In order to train this, I'm using the mean square error between the output image and a 2D gaussian filter (http://imgur.com/a/fvfP6) for positive training samples and the MSE between the image and a uniform matrix with value -1 for negative training samples. Ideally, this should cause the CNN to converge on an image, which resembles the gaussian peak in the middle for positive training samples, and an image, which is uniformly -1 for negative training samples.
HOWEVER, the network keeps converging on a unversal solution of "make everything zero". This does not minimize the MSE, so I don't think it's an inherent problem with the network structure (I've tried different structures, from a single layer CNN with a filter as large as the input image to multilayer CNNs with filters of varying size, all with the same result).

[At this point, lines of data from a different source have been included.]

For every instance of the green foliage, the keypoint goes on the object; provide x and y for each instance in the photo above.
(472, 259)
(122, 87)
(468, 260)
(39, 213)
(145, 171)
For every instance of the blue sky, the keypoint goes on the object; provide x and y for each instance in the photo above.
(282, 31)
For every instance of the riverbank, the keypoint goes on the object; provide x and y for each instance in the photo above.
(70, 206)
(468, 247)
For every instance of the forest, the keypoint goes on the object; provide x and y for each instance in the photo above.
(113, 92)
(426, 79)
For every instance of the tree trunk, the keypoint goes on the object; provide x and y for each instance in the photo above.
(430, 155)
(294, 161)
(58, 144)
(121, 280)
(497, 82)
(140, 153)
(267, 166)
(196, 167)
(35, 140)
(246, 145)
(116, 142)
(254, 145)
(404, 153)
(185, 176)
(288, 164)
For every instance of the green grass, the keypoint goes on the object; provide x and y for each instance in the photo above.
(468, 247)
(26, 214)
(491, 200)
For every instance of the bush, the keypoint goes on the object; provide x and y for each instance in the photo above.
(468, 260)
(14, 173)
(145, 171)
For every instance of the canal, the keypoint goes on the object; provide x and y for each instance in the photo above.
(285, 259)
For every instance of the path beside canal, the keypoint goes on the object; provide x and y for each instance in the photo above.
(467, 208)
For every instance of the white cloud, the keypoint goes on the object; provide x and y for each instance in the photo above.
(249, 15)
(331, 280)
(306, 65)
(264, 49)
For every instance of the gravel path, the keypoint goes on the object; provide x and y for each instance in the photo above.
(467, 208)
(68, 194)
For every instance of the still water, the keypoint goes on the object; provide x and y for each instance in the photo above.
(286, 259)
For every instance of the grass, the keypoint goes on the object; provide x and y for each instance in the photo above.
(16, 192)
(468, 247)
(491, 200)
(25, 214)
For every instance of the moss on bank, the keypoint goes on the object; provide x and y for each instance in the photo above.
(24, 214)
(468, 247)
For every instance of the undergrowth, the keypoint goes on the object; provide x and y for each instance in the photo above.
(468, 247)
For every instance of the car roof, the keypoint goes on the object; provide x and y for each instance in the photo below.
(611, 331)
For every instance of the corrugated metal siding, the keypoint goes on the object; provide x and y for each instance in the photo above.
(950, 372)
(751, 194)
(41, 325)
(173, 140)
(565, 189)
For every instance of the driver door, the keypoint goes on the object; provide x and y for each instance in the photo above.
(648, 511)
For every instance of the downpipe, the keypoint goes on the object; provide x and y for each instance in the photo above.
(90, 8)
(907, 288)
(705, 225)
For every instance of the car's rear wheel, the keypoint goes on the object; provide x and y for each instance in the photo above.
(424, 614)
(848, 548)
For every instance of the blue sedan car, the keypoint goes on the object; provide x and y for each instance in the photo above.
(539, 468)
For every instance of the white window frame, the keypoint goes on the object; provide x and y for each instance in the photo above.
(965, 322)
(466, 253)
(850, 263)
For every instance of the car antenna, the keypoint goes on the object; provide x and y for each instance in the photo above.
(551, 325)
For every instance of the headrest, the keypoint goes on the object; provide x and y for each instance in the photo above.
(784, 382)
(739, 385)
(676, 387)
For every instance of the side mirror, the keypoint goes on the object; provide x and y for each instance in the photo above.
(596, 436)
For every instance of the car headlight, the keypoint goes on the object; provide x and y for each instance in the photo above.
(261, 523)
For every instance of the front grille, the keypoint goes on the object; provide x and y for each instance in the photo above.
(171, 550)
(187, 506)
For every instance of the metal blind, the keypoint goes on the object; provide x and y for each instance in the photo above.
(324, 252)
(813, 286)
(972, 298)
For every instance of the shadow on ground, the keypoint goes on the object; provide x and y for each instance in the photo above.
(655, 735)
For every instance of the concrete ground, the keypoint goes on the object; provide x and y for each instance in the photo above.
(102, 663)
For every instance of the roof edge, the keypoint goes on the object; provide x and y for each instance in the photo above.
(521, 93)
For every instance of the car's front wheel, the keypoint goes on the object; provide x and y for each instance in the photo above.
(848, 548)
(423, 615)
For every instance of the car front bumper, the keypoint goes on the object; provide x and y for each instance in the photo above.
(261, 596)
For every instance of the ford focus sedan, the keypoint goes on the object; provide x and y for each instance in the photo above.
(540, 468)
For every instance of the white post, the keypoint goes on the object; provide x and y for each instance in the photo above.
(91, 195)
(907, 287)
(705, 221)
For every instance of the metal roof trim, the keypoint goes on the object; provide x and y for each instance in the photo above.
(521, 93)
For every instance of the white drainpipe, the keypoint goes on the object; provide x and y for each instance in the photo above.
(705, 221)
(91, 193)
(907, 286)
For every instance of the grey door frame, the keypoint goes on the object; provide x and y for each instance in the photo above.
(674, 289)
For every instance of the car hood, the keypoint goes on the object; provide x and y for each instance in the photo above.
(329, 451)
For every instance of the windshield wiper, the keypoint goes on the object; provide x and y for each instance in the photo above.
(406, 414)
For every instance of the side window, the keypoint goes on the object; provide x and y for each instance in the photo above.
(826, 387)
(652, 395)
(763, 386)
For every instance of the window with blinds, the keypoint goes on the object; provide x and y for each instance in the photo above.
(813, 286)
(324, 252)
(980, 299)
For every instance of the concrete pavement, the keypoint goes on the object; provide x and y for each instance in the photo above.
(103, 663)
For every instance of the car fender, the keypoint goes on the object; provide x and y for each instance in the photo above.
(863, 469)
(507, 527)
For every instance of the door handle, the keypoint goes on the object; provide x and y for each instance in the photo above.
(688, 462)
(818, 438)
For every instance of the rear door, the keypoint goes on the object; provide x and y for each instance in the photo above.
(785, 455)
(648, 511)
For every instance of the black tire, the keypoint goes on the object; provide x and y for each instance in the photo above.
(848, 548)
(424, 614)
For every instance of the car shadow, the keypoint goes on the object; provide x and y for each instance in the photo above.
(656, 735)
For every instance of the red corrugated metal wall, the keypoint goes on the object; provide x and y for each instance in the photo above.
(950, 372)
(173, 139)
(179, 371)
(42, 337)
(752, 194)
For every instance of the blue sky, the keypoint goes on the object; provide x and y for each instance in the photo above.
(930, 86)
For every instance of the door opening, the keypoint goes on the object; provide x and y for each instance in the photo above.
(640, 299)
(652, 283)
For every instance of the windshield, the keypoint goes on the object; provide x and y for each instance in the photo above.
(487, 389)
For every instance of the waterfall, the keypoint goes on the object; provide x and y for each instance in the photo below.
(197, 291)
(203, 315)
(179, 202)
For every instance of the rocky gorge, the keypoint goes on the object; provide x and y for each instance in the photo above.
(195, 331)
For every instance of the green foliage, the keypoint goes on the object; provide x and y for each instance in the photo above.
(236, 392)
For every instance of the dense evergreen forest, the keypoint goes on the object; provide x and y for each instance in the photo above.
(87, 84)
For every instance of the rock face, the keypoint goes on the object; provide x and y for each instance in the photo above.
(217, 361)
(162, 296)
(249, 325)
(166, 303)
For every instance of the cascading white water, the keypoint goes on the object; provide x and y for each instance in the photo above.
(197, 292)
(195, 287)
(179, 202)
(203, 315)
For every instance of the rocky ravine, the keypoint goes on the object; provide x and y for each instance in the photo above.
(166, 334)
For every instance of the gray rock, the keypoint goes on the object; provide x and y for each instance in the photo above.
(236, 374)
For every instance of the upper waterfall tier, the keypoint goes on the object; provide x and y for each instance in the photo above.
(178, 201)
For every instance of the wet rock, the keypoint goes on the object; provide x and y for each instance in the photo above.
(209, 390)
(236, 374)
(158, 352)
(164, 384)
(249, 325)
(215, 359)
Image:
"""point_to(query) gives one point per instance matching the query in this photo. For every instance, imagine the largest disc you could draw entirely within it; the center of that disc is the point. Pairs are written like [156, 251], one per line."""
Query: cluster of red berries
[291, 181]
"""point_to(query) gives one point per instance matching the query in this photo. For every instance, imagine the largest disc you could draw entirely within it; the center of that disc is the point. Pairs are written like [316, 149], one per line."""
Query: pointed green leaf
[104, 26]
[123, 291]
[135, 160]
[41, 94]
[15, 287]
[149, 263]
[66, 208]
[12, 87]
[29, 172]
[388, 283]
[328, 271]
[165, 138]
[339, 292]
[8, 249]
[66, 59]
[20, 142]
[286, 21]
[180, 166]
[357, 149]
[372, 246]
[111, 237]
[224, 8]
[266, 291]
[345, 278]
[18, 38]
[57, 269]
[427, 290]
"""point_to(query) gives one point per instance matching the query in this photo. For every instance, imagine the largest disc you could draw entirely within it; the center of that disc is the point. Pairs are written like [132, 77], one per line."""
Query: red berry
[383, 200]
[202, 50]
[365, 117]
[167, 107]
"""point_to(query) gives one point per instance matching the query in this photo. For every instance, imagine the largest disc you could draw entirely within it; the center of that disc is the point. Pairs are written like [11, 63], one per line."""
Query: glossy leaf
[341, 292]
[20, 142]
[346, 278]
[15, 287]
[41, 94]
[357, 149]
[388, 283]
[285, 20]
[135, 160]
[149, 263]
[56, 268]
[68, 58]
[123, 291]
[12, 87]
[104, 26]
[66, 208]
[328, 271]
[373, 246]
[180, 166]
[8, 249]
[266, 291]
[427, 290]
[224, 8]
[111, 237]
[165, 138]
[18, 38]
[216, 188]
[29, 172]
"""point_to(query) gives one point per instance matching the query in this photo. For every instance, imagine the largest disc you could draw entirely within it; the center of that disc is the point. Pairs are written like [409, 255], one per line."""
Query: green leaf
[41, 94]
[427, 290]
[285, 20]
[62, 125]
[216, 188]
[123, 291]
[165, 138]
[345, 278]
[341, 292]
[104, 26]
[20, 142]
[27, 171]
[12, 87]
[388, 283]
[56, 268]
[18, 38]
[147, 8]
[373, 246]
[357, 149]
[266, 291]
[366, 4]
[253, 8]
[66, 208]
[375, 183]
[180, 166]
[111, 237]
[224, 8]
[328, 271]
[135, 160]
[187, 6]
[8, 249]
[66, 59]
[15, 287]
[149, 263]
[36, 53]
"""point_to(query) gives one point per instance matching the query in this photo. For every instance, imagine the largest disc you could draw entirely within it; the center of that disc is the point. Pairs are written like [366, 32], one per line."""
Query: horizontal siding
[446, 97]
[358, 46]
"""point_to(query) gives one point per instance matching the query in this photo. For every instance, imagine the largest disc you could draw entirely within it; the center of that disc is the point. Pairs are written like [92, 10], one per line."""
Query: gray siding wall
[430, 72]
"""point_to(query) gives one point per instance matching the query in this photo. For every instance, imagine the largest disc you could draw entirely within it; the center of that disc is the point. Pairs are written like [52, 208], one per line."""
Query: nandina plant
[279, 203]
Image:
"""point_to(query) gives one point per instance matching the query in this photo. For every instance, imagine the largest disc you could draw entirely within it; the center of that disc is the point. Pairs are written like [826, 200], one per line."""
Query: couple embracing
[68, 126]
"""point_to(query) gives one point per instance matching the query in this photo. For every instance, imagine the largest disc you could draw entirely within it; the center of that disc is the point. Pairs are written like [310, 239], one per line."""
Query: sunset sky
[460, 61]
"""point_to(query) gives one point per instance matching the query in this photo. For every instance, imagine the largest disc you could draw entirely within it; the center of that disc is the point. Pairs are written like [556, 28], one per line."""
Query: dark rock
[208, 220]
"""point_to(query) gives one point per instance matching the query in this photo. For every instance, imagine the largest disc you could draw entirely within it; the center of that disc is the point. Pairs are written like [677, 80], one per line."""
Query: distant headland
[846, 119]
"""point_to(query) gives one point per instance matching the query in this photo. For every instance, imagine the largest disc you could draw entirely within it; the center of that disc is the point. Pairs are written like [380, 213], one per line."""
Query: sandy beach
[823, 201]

The loss function I am using is as follows:
weighted_score = tf.reduce_sum(tf.square(tf.sub(conv_squeeze, y)),
reduction_indices=[1, 2])
with conv_squeeze being the output image of the network and y being the label (i.e. the gaussian template shown above). I've already tried averaging over the batch size as suggested here:
Using squared difference of two images as loss function in tensorflow
but without success. I cannot find any academic publications on how to train neural networks with template images as labels and as such would be grateful for anybody to point me in the right direction. Thank you so much!
According to you description, I think you are facing an "imbalanced data" problem. And you can try Hinge Loss instead of MSE, it may solve your problem.